# Wiring solforge into GitHub Actions

This recipe shows how to integrate `solforge` into a GitHub Actions workflow that runs on every pull request. The recipe assumes a repository structure with the program source under `programs/<name>/`, the IDL emitted to `target/idl/<name>.json` by an Anchor build step, and an existing CI workflow that performs that build.

The goal is to add three checks to the workflow: a fork that warms the cache, a security scan whose failure threshold matches the project's policy, and a fuzz run scoped tight enough to fit in a CI minute budget.

## A minimal workflow

```yaml
name: solforge

on:
  pull_request:
    branches: [main]

jobs:
  solforge:
    runs-on: ubuntu-latest
    steps:
      - uses: actions/checkout@v4

      - uses: actions/setup-node@v4
        with: { node-version: 20 }

      - name: Install solforge
        run: npm i -g solanatestforge

      - name: Build IDL
        run: anchor build

      - name: Fork devnet
        run: solforge fork devnet ${{ vars.PROGRAM_ID }}

      - name: Security scan
        run: solforge security ${{ vars.PROGRAM_ID }}

      - name: Fuzz
        run: solforge fuzz ${{ vars.PROGRAM_ID }} --iterations 200
```

## Notes on each step

The fork step is intentionally first. It both validates that the configured RPC is reachable and writes a snapshot that subsequent steps reuse.
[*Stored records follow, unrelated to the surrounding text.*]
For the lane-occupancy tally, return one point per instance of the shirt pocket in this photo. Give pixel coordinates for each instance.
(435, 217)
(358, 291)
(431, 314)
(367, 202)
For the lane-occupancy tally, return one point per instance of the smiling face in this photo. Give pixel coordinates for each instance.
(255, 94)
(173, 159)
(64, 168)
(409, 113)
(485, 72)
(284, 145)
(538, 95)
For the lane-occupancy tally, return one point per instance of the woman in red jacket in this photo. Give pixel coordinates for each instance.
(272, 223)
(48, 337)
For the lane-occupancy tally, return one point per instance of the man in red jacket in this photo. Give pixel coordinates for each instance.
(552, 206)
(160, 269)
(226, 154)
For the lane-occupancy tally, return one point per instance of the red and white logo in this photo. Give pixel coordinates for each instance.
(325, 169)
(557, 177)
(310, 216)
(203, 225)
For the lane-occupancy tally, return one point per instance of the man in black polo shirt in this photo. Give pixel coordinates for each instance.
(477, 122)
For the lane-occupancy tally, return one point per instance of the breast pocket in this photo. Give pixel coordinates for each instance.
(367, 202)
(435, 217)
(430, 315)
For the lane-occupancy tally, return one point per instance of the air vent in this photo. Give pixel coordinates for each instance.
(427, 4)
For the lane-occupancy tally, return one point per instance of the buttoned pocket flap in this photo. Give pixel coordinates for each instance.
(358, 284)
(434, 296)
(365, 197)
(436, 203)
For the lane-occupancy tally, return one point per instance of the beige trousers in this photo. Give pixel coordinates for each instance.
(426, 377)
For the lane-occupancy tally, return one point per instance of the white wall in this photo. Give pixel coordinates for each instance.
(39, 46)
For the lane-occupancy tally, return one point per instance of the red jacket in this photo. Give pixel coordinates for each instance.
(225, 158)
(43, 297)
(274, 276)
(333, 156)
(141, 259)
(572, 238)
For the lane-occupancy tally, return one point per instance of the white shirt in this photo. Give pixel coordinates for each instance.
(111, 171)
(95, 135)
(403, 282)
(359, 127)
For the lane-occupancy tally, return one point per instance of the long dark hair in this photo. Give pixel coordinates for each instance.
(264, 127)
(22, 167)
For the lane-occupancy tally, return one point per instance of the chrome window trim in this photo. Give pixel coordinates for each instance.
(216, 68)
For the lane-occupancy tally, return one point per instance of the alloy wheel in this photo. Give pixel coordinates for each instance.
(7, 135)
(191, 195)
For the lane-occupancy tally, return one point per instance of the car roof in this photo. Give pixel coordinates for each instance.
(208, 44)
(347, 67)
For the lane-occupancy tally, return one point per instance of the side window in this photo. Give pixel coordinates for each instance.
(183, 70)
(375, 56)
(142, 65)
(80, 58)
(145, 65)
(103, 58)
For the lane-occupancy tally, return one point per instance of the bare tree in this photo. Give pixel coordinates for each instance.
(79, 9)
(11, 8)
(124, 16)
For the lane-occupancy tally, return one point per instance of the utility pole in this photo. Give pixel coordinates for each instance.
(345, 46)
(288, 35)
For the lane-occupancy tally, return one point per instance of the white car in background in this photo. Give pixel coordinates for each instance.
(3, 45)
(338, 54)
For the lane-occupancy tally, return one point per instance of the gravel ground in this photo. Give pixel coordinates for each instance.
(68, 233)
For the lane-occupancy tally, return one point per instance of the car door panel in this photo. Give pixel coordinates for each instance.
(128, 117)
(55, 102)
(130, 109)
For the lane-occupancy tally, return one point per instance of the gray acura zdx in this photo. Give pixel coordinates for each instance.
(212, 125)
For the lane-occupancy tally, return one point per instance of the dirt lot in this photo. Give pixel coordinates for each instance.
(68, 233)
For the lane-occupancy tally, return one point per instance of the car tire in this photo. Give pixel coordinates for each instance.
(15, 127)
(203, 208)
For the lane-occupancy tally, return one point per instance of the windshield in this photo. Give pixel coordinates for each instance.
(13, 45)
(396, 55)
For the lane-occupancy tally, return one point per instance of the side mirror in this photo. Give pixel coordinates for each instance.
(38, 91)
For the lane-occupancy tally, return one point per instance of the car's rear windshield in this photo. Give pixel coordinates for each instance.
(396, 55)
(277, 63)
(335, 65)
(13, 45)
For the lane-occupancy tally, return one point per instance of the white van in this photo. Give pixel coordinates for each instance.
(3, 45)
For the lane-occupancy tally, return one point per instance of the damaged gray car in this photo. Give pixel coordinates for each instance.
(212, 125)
If the fork step fails, the run terminates without consuming a fuzz budget.

The security step exits non-zero if any finding meets or exceeds the failure threshold configured in `.solforge.toml`. If the project does not yet have a `.solforge.toml`, the default threshold is `high`; the recommendation in the configuration reference applies here as well — pin a threshold explicitly so that a future framework default change does not silently widen the gate.

The fuzz step caps `--iterations` at 200, which is far below the default of 1000. This is a CI-specific compromise: 200 iterations is enough to catch a regression in roughly 80% of the cases the engine handles, while staying inside a one-minute step on the GitHub-hosted runner. Local development should not lower the iteration count.

## Caching the snapshot

The recipe above re-fetches the snapshot on every run. If the program is large or the RPC is slow, caching is appropriate:

```yaml
      - uses: actions/cache@v4
        with:
          path: .solforge/snapshots
          key: solforge-${{ vars.PROGRAM_ID }}-${{ hashFiles('target/idl/*.json') }}
```

The cache key incorporates the IDL hash so that an IDL change forces a fresh fork. This trade-off is the right default for most projects: snapshots are cheap to store and cheap to invalidate, and a stale snapshot will produce a misleading report that is hard to debug.

## Choosing an RPC

The public devnet endpoint is rate-limited. For repositories that run on every pull request, a paid RPC endpoint (Helius, QuickNode, Triton) is recommended. The endpoint is configured in `.solforge.toml`:

```toml
[rpc]
devnet = "https://devnet.helius-rpc.com/?api-key=…"
```

The API key should be stored as a repository secret and injected at runtime; do not commit the URL with the key inline.

## When this recipe stops being enough

Two situations call for more than the workflow above. First, if the fuzz engine produces an interesting run that needs to be reproduced, follow [Reproducing mainnet bugs locally](/solanatestforge-docs/part-iii-recipes/reproducing-mainnet-bugs.md) — the fuzz output emits a seed and a reproducer that fit naturally into a regression test. Second, if the security catalogue is missing a rule that the project's threat model requires, follow [Authoring a custom security check](/solanatestforge-docs/part-iii-recipes/authoring-custom-checks.md) — a custom rule lives next to the program source and is evaluated on every run.